The two interfaces you will be evaluating will be assigned in class. For each, go to the project team's webpage and review the P6 report for each project, which will give you instructions for running the prototype and background information about the project. This is not an anonymous evaluation, so feel free to contact a project group directly if you need more information than you were given. As soon as you receive your prototype assignments, try to download and run all prototypes. You don't have to do your heuristic evaluation right away, but poke around a bit and make sure the prototypes appear to work. We need to get logistical problems out of the way as early as possible, since everybody else is going to be working on heuristic evaluations too.

 

Follow the heuristic evaluation procedure to evaluate all interfaces carefully. Make a numbered list of usability problems and successes you find.

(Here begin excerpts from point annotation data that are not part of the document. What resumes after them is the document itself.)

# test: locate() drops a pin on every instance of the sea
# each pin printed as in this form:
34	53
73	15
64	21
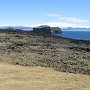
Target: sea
78	35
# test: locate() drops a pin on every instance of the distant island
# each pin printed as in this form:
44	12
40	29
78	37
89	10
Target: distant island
47	29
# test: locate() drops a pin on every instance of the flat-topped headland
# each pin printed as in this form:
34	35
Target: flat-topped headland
30	48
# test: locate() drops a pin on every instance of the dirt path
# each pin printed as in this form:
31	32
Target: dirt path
14	77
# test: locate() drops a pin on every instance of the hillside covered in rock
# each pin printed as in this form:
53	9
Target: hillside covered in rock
34	49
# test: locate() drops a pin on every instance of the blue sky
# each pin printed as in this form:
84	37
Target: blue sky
62	13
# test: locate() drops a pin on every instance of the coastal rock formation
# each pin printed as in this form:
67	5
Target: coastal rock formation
46	50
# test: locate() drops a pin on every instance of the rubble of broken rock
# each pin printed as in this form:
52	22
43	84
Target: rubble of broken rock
46	50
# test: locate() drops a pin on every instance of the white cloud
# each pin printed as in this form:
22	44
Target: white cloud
53	15
70	19
74	19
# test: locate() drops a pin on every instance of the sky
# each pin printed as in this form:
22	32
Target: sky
62	13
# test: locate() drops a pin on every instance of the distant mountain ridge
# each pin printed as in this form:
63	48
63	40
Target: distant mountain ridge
18	27
76	29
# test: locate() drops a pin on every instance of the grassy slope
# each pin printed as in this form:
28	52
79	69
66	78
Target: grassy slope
15	77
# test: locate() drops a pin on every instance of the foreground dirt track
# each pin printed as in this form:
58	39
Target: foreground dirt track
15	77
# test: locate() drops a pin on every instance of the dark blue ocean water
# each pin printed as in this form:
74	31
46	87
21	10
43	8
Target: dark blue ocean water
80	35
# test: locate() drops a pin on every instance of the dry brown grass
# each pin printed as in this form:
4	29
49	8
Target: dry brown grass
15	77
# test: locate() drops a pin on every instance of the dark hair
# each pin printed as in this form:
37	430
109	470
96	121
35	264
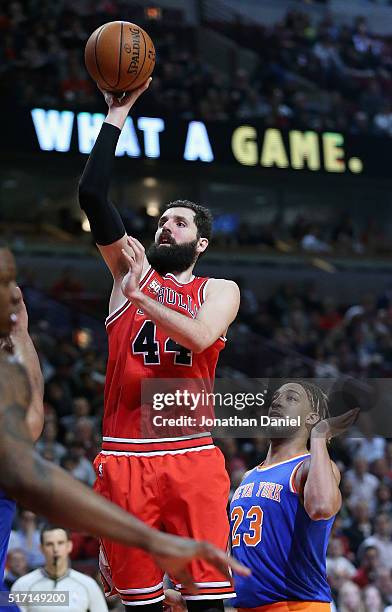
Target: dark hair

For each problem or positive comment, you should:

  • describe the problem or positive feature
  • identify the relevant usability heuristics (from Nielsen's Ten Usability Heuristics, or any other guidelines we've discussed in class)
  • estimate its severity (for problems, use cosmetic, minor, major, or catastrophic; for positive comments, just say good)

 

You aren't required to recommend solutions for the problems, but any ideas you have would no doubt be appreciated.

 

Be thorough. You should have at least 12 useful comments (positive or negative) about each interface that you evaluate. Write your reports in a readable style. The usability of your report to its recipients will matter in your grade. Where possible, include screenshots to illustrate the problems you found. In general, make your report easy to read and understand.

 

What to Post  You should post two reports, one for each interface you evaluated, on separate web pages. Email the relevant URL to the appropriate team members.